The opportunity – and responsibility
The speech landed with a stark but ultimately constructive message: the climate and energy crises are not parallel challenges to be managed separately, but symptoms of the same systemic failure.
Clean energy as a solution is no longer a distant ambition; it is an economic, technological and geopolitical reality already reshaping markets and redefining security.
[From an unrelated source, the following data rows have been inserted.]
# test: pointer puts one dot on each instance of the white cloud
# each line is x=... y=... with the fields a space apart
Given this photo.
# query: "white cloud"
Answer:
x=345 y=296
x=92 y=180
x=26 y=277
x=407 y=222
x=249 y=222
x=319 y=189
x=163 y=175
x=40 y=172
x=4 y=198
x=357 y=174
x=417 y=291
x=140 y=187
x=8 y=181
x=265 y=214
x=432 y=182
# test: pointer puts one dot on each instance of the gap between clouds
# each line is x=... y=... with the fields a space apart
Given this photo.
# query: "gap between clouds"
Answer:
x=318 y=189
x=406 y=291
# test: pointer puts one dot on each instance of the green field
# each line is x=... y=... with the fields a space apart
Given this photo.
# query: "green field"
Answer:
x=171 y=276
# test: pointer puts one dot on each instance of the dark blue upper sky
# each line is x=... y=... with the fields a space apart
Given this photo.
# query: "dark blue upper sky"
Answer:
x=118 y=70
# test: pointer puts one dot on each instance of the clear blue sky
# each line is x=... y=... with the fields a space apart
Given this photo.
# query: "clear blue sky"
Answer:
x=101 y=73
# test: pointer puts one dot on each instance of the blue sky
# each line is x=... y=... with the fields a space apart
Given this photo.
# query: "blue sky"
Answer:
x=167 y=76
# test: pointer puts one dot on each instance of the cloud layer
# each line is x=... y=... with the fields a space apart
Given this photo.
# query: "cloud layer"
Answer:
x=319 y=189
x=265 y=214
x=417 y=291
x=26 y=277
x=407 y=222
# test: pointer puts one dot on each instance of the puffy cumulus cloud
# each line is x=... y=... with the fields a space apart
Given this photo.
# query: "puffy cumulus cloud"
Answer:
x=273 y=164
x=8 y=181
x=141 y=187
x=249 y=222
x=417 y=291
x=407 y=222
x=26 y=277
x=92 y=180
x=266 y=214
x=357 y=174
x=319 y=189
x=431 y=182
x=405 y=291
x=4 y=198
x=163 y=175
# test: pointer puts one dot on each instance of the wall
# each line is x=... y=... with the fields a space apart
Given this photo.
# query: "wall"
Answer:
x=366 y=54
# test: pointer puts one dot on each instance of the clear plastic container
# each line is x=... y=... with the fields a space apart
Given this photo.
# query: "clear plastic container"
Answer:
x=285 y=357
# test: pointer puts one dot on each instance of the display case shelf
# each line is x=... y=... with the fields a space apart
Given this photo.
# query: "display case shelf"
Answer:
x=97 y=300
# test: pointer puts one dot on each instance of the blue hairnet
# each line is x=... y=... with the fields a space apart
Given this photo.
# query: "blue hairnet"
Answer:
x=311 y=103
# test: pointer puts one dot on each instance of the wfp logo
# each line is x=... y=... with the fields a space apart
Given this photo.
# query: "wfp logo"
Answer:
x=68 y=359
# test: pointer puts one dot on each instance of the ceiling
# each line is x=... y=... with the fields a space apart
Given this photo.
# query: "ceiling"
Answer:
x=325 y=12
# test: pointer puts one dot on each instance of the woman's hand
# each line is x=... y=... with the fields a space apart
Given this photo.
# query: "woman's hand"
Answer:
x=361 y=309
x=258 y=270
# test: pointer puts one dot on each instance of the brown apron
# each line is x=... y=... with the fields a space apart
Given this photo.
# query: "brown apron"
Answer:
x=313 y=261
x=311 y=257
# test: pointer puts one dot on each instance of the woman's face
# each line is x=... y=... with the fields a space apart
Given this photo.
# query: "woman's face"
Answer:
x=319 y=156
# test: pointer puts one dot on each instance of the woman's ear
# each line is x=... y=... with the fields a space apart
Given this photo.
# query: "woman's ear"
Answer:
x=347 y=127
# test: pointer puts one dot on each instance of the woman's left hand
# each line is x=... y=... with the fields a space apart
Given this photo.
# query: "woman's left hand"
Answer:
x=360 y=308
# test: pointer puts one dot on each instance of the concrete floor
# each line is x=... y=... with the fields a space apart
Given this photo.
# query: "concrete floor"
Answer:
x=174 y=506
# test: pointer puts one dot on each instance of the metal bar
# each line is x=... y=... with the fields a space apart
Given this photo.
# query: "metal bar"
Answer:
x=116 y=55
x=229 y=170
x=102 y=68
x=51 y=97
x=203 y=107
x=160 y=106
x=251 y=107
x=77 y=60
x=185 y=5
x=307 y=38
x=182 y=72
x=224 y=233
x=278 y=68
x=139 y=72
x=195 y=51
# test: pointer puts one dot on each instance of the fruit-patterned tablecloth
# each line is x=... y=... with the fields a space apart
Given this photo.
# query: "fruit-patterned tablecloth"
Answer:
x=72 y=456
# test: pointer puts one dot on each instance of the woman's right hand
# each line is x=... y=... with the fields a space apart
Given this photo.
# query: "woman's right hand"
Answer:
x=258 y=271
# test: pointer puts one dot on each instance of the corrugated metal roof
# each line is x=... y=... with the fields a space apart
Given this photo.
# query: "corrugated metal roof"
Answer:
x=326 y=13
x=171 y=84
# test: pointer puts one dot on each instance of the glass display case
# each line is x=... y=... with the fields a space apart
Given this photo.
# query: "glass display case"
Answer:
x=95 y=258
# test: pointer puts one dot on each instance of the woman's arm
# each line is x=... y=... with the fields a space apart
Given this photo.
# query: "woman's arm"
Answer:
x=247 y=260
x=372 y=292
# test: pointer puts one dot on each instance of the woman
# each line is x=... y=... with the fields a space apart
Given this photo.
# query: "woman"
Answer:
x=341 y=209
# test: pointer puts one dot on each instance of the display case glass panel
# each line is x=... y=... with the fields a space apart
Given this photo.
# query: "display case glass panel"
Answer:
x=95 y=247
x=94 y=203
The real question is no longer whether the transition will happen, but whether it will be fast enough – and fair enough – to avoid the most dangerous consequences.
For businesses, policymakers and investors alike, the implications are immediate. Delaying the transition risks locking in stranded assets, widening inequality and missing out on the growth engine of the 21st century. Accelerating it, by contrast, offers a pathway to resilience, stability and shared prosperity.
“We have the enormous opportunity – and responsibility – to turn this Tale of Two Crises into a single story of resolve, fairness and shared progress,” António concludes.
“We can finally turn the page on fossil fuels – and write a future powered by renewables and rooted in climate justice.
“This is our moment of choice. Our moment of truth. Our moment of opportunity. Let’s seize it.”